Mesdames et messieurs les députés, les membres des APW, les présidents d’APC et les élus

Bonjour et bienvenus,

Nous organisons aujourd’hui un congrès de nos élus pour la mise en place d’une instance statutaire décidée par le cinquième congrès de notre parti le RCD. Une instance pour assurer le partage des compétences, des connaissances et des expériences entre les élus. Cette instance doit être pour nous le lieu où nous devons parvenir à une meilleure diffusion des principes et normes de la bonne gouvernance. C’est en tout cas ce que les citoyens et en premier nos électeurs, vos électeurs dans vos localités respectives, attendent.
La rencontre d’aujourd’hui signifie que le parti assumera toutes ses responsabilités et déploiera tous les moyens dont il dispose pour mener à bien cette mission capitale. A chacun de nous sur le terrain de faire de son mieux pour montrer que la gabegie, la bureaucratie et la corruption qui prévalent dans la vie publique ne sont pas une fatalité.
Aujourd’hui, la mauvaise gouvernance des dirigeants exerçant au niveau des plus hautes sphères du pouvoir et de l’Etat, a déteint sur toutes les institutions à tous les niveaux de responsabilité ; elle gangrène tous les secteurs d’activités de la vie économique et sociale du pays.

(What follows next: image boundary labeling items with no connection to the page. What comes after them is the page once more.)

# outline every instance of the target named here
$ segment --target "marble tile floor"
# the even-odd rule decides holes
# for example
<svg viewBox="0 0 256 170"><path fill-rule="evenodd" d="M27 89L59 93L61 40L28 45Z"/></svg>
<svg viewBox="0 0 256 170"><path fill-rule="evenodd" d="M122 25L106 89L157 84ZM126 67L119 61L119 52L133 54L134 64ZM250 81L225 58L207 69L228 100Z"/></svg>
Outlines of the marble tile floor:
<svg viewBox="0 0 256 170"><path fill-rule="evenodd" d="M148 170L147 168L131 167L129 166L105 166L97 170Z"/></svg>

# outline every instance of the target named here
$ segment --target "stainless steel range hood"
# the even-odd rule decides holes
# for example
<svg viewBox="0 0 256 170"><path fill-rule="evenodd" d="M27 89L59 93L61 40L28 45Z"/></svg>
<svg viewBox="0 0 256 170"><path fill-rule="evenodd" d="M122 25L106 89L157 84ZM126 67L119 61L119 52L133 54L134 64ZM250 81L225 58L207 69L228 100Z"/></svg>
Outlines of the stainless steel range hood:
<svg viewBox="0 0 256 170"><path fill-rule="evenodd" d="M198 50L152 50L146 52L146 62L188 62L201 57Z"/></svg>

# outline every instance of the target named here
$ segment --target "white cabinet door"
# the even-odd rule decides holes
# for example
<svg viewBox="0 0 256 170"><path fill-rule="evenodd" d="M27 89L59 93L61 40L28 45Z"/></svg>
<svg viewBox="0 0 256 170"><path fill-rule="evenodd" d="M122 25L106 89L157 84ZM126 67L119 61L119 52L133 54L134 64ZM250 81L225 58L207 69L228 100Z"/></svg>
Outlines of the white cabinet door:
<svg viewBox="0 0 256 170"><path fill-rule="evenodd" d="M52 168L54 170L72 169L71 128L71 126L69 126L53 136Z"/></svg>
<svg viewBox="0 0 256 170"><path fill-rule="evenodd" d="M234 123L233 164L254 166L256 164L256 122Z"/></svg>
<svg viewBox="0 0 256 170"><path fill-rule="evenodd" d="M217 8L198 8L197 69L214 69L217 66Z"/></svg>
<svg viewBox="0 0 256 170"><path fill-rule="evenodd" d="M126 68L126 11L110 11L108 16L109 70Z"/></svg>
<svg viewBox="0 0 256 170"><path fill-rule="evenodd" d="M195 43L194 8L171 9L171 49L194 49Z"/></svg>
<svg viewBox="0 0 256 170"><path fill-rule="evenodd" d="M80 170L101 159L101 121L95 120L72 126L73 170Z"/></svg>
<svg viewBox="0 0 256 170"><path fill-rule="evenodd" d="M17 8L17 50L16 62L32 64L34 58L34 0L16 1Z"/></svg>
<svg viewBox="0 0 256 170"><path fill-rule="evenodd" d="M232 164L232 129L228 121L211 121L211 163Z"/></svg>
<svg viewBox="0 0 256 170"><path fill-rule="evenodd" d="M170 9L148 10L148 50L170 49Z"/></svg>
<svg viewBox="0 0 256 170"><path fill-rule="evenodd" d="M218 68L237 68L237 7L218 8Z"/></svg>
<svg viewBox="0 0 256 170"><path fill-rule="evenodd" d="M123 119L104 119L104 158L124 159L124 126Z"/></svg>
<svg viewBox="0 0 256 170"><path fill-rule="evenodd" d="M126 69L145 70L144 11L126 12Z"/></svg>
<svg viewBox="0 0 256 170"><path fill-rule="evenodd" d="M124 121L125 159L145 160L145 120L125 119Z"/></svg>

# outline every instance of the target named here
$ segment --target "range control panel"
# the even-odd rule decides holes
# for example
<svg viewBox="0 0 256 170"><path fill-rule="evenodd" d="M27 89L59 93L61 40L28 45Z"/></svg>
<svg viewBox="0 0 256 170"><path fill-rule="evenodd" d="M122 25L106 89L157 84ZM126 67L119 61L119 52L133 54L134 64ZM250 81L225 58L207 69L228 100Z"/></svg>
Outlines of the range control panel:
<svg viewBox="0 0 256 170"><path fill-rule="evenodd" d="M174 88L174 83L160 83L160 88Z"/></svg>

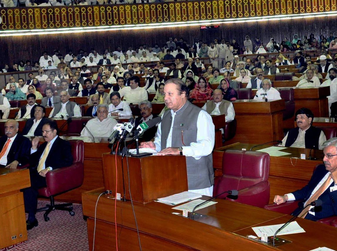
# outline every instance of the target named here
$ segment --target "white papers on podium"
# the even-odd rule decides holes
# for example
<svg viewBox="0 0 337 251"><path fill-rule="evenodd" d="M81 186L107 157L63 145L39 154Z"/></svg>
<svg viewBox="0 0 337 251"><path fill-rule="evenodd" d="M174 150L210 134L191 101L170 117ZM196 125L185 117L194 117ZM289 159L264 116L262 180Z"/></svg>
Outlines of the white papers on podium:
<svg viewBox="0 0 337 251"><path fill-rule="evenodd" d="M135 154L137 153L137 149L130 149L129 150L129 152L131 154ZM139 153L149 153L152 154L153 155L157 155L158 154L158 152L155 150L150 148L144 148L139 149Z"/></svg>
<svg viewBox="0 0 337 251"><path fill-rule="evenodd" d="M284 223L283 223L284 224ZM271 225L269 226L262 226L260 227L252 227L253 230L258 237L262 236L263 233L265 233L268 236L274 236L274 234L277 229L283 226L283 224ZM287 225L284 228L277 234L277 236L283 234L290 234L292 233L305 233L304 229L300 226L296 221L293 221Z"/></svg>
<svg viewBox="0 0 337 251"><path fill-rule="evenodd" d="M188 210L188 212L192 212L194 207L197 205L198 205L199 204L203 203L204 201L205 200L203 199L196 199L195 200L193 200L187 203L183 204L182 205L180 205L180 206L176 207L175 208L173 208L172 209L176 209L176 210L186 209ZM199 209L201 209L202 208L204 208L209 206L212 206L213 204L216 204L217 203L217 202L216 201L209 201L207 203L205 203L203 205L202 205L200 207L198 207L195 210L195 211L197 211Z"/></svg>
<svg viewBox="0 0 337 251"><path fill-rule="evenodd" d="M175 206L200 198L202 196L200 193L191 193L187 191L183 192L182 193L177 193L167 197L160 198L155 201L167 204L168 205Z"/></svg>

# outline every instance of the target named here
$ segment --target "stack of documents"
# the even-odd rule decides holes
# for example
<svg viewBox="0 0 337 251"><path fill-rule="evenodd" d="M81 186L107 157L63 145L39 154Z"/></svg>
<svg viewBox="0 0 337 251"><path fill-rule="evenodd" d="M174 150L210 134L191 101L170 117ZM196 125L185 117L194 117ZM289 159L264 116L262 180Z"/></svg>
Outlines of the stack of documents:
<svg viewBox="0 0 337 251"><path fill-rule="evenodd" d="M174 206L200 198L202 196L199 193L191 193L187 191L183 192L164 198L160 198L155 201L168 205Z"/></svg>
<svg viewBox="0 0 337 251"><path fill-rule="evenodd" d="M284 223L283 223L284 224ZM268 236L274 236L274 234L283 224L271 225L269 226L263 226L261 227L252 227L253 230L258 237L262 236L262 233L267 234ZM283 234L290 234L292 233L305 233L304 229L300 226L296 221L293 221L287 225L284 228L280 231L277 236Z"/></svg>
<svg viewBox="0 0 337 251"><path fill-rule="evenodd" d="M264 149L262 149L261 150L258 150L256 152L263 152L264 153L269 153L271 156L283 156L285 155L291 154L291 153L281 152L280 151L286 148L286 147L270 147Z"/></svg>

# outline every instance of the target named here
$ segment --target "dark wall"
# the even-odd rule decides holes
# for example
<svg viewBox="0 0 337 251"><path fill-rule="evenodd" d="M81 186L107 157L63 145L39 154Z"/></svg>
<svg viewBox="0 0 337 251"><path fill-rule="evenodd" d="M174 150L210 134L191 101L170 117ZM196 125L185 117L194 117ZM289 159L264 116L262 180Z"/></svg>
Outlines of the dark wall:
<svg viewBox="0 0 337 251"><path fill-rule="evenodd" d="M271 37L277 41L286 37L292 40L295 34L302 38L312 33L317 38L323 34L329 36L330 31L337 35L335 24L337 17L302 18L296 19L245 22L219 25L217 29L200 29L200 26L182 26L174 27L148 29L111 30L97 32L73 32L60 34L46 34L22 36L8 36L0 39L0 66L11 64L20 60L37 60L44 50L50 55L59 49L64 55L69 48L74 51L83 48L89 51L96 49L101 54L106 49L115 49L121 46L127 50L129 45L134 47L140 43L153 45L155 43L162 44L170 36L183 37L192 42L199 38L208 42L216 38L224 37L226 40L235 38L241 46L246 35L252 41L256 37L265 43Z"/></svg>

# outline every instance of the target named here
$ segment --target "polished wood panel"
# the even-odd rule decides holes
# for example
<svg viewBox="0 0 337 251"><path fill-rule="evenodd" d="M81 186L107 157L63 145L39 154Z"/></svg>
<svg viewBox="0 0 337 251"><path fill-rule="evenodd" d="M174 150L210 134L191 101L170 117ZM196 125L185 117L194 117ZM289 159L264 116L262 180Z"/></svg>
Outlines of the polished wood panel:
<svg viewBox="0 0 337 251"><path fill-rule="evenodd" d="M125 188L127 199L132 195L134 201L146 203L188 190L185 156L129 157L127 159L117 156L116 159L114 155L105 154L102 159L104 187L113 194L117 192L123 198Z"/></svg>
<svg viewBox="0 0 337 251"><path fill-rule="evenodd" d="M23 196L30 186L28 169L0 168L0 249L27 240Z"/></svg>

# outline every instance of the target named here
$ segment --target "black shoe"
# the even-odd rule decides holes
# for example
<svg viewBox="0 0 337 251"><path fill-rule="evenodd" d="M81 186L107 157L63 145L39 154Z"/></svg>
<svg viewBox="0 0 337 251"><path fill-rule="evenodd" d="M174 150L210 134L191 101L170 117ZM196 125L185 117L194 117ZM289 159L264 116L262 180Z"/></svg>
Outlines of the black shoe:
<svg viewBox="0 0 337 251"><path fill-rule="evenodd" d="M27 230L30 230L34 227L37 227L38 223L37 222L37 220L35 219L32 221L27 220L26 221L26 224Z"/></svg>

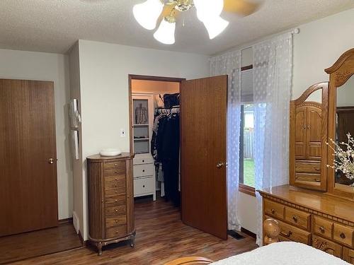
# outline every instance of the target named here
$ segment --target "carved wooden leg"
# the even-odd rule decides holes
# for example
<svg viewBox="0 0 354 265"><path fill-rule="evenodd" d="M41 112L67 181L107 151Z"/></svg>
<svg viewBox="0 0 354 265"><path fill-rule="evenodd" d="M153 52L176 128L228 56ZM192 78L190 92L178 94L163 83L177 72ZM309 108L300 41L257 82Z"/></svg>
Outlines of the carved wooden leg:
<svg viewBox="0 0 354 265"><path fill-rule="evenodd" d="M98 252L98 256L102 255L102 243L99 242L97 243L96 246L97 246L97 250Z"/></svg>
<svg viewBox="0 0 354 265"><path fill-rule="evenodd" d="M135 245L135 232L130 236L130 247L134 247Z"/></svg>
<svg viewBox="0 0 354 265"><path fill-rule="evenodd" d="M264 245L279 242L279 234L280 233L280 228L279 223L276 220L269 218L263 222L264 232Z"/></svg>

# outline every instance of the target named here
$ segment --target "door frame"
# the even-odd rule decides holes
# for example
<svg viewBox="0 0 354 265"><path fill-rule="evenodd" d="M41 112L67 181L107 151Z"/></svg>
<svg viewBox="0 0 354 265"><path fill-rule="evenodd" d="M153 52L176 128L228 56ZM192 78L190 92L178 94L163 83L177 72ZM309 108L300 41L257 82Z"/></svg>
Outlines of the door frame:
<svg viewBox="0 0 354 265"><path fill-rule="evenodd" d="M132 141L132 80L145 80L150 81L161 81L161 82L173 82L181 83L185 81L185 78L176 77L164 77L164 76L142 76L136 74L128 74L128 93L129 93L129 151L132 153L133 150L133 142Z"/></svg>

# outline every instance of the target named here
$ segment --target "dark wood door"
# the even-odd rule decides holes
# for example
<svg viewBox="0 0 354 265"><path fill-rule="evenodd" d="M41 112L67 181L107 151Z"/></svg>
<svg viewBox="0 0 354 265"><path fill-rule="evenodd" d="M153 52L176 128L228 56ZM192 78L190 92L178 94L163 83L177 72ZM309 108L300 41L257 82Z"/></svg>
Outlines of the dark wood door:
<svg viewBox="0 0 354 265"><path fill-rule="evenodd" d="M0 236L57 225L52 82L0 79Z"/></svg>
<svg viewBox="0 0 354 265"><path fill-rule="evenodd" d="M224 240L227 101L227 76L181 83L182 220Z"/></svg>

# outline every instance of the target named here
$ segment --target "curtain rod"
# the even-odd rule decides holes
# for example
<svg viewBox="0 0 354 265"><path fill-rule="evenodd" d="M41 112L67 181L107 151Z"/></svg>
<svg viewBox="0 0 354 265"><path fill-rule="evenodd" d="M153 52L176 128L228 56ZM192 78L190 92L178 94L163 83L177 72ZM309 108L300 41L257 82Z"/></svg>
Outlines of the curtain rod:
<svg viewBox="0 0 354 265"><path fill-rule="evenodd" d="M299 33L300 33L300 29L299 28L295 28L290 30L287 30L287 31L285 31L282 33L280 33L279 34L275 34L273 37L279 36L279 35L281 35L285 34L285 33L291 33L292 35L295 35L295 34L299 34ZM243 51L244 49L251 48L255 44L262 43L263 42L268 40L269 39L271 39L271 37L265 39L265 40L261 40L260 42L255 42L255 43L253 45L246 47L244 48L242 48L242 49L241 49L241 50Z"/></svg>
<svg viewBox="0 0 354 265"><path fill-rule="evenodd" d="M222 53L217 54L215 54L215 55L212 55L210 57L210 58L209 59L209 61L210 61L210 59L212 58L212 57L216 57L224 54L226 54L227 52L234 52L234 51L236 51L238 49L240 49L241 51L243 51L244 49L251 48L256 44L262 43L263 42L267 41L269 39L271 39L272 37L276 37L276 36L279 36L279 35L280 35L282 34L285 34L285 33L299 34L299 33L300 33L300 29L299 28L292 28L291 30L289 30L283 31L283 32L281 32L281 33L275 33L275 34L272 35L271 37L266 37L263 40L259 40L258 41L256 40L256 41L253 42L251 45L249 45L249 46L246 46L246 47L244 47L240 48L240 49L233 48L233 49L229 49L227 51L224 51L224 52L223 52Z"/></svg>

Dans ce registre, il y a d’abord la mauvaise gouvernance politique avec les élections systématiquement truquées qui a conduit à la dé-légitimation de toutes les institutions de la république, la soumission de la justice au pouvoir exécutif et son instrumentalisation au profit de toute sorte de lobbies qui gravitent autour de la gestion de la rente (commerce extérieur, marchés publics, octrois de crédits et d’avantages…). Le résultat immédiat de cette dégradation est l’expansion vertigineuse de la corruption avec son corollaire d’injustices qui alimentent le creusement du fossé séparant le citoyen du dirigeant.

Chers amis;

Vous étiez témoins des démêlés pitoyables qui ont eu pour théâtre l’Assemblée populaire nationale entre des protagonistes tous issus des partis du pouvoir autour du maintien ou pas du président de l’APN. Dans ce simulacre de contestation, c’est d’abord la constitution et les lois en vigueur qui ont été piétinées par ceux là mêmes qui les ont promulguées. Cet épisode est l’exemple même d’une gouvernance à la dérive. Nous avons assisté à une guerre par procuration menée par les premiers responsables du pouvoir exécutif contre le premier responsable du pouvoir législatif en dehors des codifications constitutionnelles clairement établies organisant les fonctions de l’Exécutif et du Législatif. Cette tentative de déstabilisation d’une institution de la république conduite par des députés appartenant au FLN, parti présidé par le chef de l’Etat lui-même, et au RND dirigé par le premier ministre est un précédent grave dans la pratique politique des dirigeants officiels. Le message délivré, à cette occasion, à toutes les assemblées élues, peut être ravageur : toute assemblée pourra être bloquée si des forces de l’ombre tapies dans les rouages de l’Etat estiment que cette structure ne rentre plus dans leurs visées ou dans leurs plans.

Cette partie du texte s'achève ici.